Никто так и не узнал, что произошло в ту ночь, но после этого случая Фокер не оставался гонять зверя один и, как только смеркалось, торопился к Куцару, чтобы вместе с ним возвратиться домой. Быть может, он повстречался с волчьей стаей, от которой чудом спасся, а может, дрался с охранявшими овец собаками…
Страсть, подчинявшая себе всю его жизнь, заставляла его не обращать внимания на раны. Он лизал их, и они быстро зарастали, покрываясь новой шерстью. Но обезображенные уши остались такими навсегда, а нос стал походить на кусочек черной резинки.
В конце зимы, перед закрытием охотничьего сезона Фокер уже бывал до того тощим, что Куцар из жалости переставал водить его на охоту. Только к лету шерсть у Фокера делалась опять гладкой и блестяще черной. Весной и летом он обычно спал, зарывшись в стружки, в мастерской хозяина. Он словно понимал, что охота в это время запрещена, и становился безразличным, ленивым. Но ему снилось, что он гоняет по лесам, и сыновья Куцара, любившие наблюдать за ним, посмеивались над его тяжкими вздохами во сне.
Иногда он отправлялся на базар или бродил вокруг мясной лавки, что была у моста, в надежде, что ему бросят кость или кусок мяса. Охотники, прекрасно знавшие Фокера, подзывали его, чтобы погладить. Фокер важно помахивал хвостом и улыбался их похвалам, будто сознавал, что он первый, лучший среди гончих в городе.
В эти летние дни его отяжелевшее тело двигалось медленно, глаза смотрели равнодушно, а морда была грустной. Куцар водил его на реку и заставлял залезать в воду. Когда жара спадала, Фокер убегал в поля. Вспугнув зайчонка, он гнал его вяло, без особой страсти, просто для забавы.
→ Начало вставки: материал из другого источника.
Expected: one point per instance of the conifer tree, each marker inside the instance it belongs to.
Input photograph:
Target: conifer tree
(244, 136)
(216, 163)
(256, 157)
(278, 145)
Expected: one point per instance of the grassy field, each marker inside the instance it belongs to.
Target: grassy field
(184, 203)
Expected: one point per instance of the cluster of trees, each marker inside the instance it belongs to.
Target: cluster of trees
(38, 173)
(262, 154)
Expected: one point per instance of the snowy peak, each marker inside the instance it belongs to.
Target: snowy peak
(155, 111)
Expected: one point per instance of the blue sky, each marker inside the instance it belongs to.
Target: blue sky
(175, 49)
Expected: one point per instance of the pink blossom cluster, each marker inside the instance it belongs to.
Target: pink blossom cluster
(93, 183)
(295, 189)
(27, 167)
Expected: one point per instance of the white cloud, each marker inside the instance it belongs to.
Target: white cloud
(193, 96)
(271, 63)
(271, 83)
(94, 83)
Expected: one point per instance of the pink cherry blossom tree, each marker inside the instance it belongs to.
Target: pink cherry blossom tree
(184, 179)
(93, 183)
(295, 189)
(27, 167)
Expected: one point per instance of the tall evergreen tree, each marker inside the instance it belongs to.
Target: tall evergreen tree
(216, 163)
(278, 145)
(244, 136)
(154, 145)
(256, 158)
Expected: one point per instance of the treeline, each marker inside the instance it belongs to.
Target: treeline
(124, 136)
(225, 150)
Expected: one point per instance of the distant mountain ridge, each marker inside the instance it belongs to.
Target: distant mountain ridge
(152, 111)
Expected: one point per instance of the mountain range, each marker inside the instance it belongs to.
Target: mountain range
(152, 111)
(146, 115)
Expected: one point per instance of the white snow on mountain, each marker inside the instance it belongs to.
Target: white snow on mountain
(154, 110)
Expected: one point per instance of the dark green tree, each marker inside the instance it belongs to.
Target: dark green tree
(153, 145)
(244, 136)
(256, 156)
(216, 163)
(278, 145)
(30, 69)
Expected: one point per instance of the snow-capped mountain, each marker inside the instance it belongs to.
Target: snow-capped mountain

Но когда наступало время настоящей охоты, он вновь превращался в неутомимого гончего пса, от которого зверю редко удавалось уйти.
6
В один из осенних дней, когда Фокеру было уже семь лет, Куцар повел его в другой конец ущелья, где была глубокая долина, заросшая густым низким лесом. На небольших полянах белели камни, а кое-где на обрывах выступали красноватые породы. Тишина здесь была до того глубокой, что был слышен малейший шорох, когда Фокер спускался на дно ущелья.
Он искал старую лисицу, которую уже не раз преследовал. Год назад Куцар стрелял по ней, и дробинка перебила ей хвост у основания. Хвост сросся, но криво.
Лисица пряталась на дне долины в чаще, и каждый раз Фокеру приходилось долго искать ее. Он раз десять гонялся за ней.
Обычно она убегала к ущелью — всегда в обратном направлении от того места, где ее поджидал Куцар. Она была так хитра, что, при всей своей опытности, Фокер часто терял ее след. Но он помнил ее любимые места, знал ее норы и тайные тропки.
В тот день Фокер, шурша, рыскал по долине и выше, по склону ущелья. Он обшарил всю лесосеку и наконец поднял ее, притаившуюся возле каменной плиты.
Лисица убежала к реке. Оттуда она перебралась в другой конец ущелья, над которым темной тучей нависали холмы. Лай Фокера затих в покрытых синеватым туманом ложбинах.